Ces dernières années, nous avons assisté, chez ceux de nos partenaires européens dont les finances publiques étaient le plus dégradées, à l’enclenchement d’un cercle vicieux : Italie, Espagne, Portugal, Grèce se sont trouvés face à l’impérieuse nécessité de contracter leurs domaines d’intervention publique au pire moment, c’est-à-dire en période de croissance négative. Les conséquences en chaîne ont été terribles : baisse des rentrées fiscales, coût social extrêmement dur, sous-investissement tant public que privé devenu structurel et, in fine, encore moins de compétitivité.

De ce point de vue, la reprise constatée dans ces pays depuis un ou deux ans est trompeuse. En effet, elle aura eu pour prix une véritable dévaluation sociale et un décrochage durable. La Commission européenne vient d’ailleurs de déclarer le Portugal et l’Espagne en déficit excessif.

À rebours de ce scénario, le Gouvernement a voulu créer les conditions d’une croissance durable en préservant notre modèle social. Pour ce faire, un plan d’une ambition inédite a été mis en œuvre afin de permettre aux entreprises de rétablir durablement leurs marges.

À court terme, la mise en place du CICE aura permis d’alléger le coût du travail.

Pour le long terme, le Gouvernement a fait le constat d’un double handicap de nos entreprises.

Premièrement, faute d’investissements depuis des années – je rappelle que le reflux a commencé au début des années 2000 –, notre appareil productif était confronté à un problème sérieux de positionnement en gamme : il était devenu trop cher pour se démarquer par les prix et pas assez innovant pour se démarquer par la qualité.

Deuxièmement, nos entreprises peinaient à exploiter pleinement les débouchés à l’étranger.

Le crédit d’impôt recherche, le suramortissement des investissements, la création de la Banque publique d’investissement et de Business France ont permis une modernisation et une montée en gamme rapide de notre économie. Nos entreprises sont ainsi en mesure de se positionner sur les secteurs générateurs de valeur ajoutée des années à venir et de se tourner vers l’international.

Toutes ces mesures, eu égard à leur portée, ne s’inscrivent pas dans une recherche de résultats à très court terme. Au contraire, il s’agit de réformes structurelles dont la réelle mesure pourra seulement être prise avec des années de recul.

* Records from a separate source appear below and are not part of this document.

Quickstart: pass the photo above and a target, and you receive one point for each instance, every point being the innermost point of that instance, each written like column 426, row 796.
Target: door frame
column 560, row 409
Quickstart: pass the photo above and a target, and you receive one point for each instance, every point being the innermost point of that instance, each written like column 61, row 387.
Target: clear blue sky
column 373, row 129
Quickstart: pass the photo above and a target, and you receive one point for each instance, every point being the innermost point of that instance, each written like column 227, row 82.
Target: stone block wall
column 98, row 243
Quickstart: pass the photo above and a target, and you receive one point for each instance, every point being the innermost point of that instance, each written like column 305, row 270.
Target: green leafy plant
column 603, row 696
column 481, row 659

.Je constate tout de même que, après deux années de montée en puissance de l’ensemble de ces dispositifs, les feux passent progressivement au vert : la croissance s’amplifie, les entreprises investissent, projettent de l’activité et donc embauchent – 188 000 créations d’emplois en 2015…

Parallèlement, les ménages consomment, ce qui est très important.

Tout d’abord, cela indique que la confiance est revenue, ce qui tord quelque peu le cou au french bashing.

Ensuite, et surtout, le Gouvernement a fait le choix de ne pas écorner notre modèle social. Quoi qu’on en dise, nous n’avons pas touché au salaire minimum ni aux prestations sociales. Au contraire, des mesures fortes ont été prises en faveur de nos compatriotes les plus modestes. Une étude récente de l’INSEE a montré que le pouvoir d’achat des ménages a plutôt résisté à la crise, ce qui n’est pas le cas chez nos voisins italiens, espagnols ou britanniques.

Notre modèle social a joué son rôle d’amortisseur de la crise. Ce modèle social n’est pas un handicap pour atteindre l’objectif primordial de rétablir nos finances publiques. Au contraire, il est un atout pour notre pays, un encouragement à entreprendre, avec la garantie que la communauté nationale sera solidaire des membres qui la constituent.

Les chiffres de 2015 confirment, voire dépassent, les principales tendances qui se dégageaient en début d’exercice : une croissance qui prend de l’épaisseur, un déficit public qui se réduit, une hémorragie en passe d’être stoppée sur le front de la dette.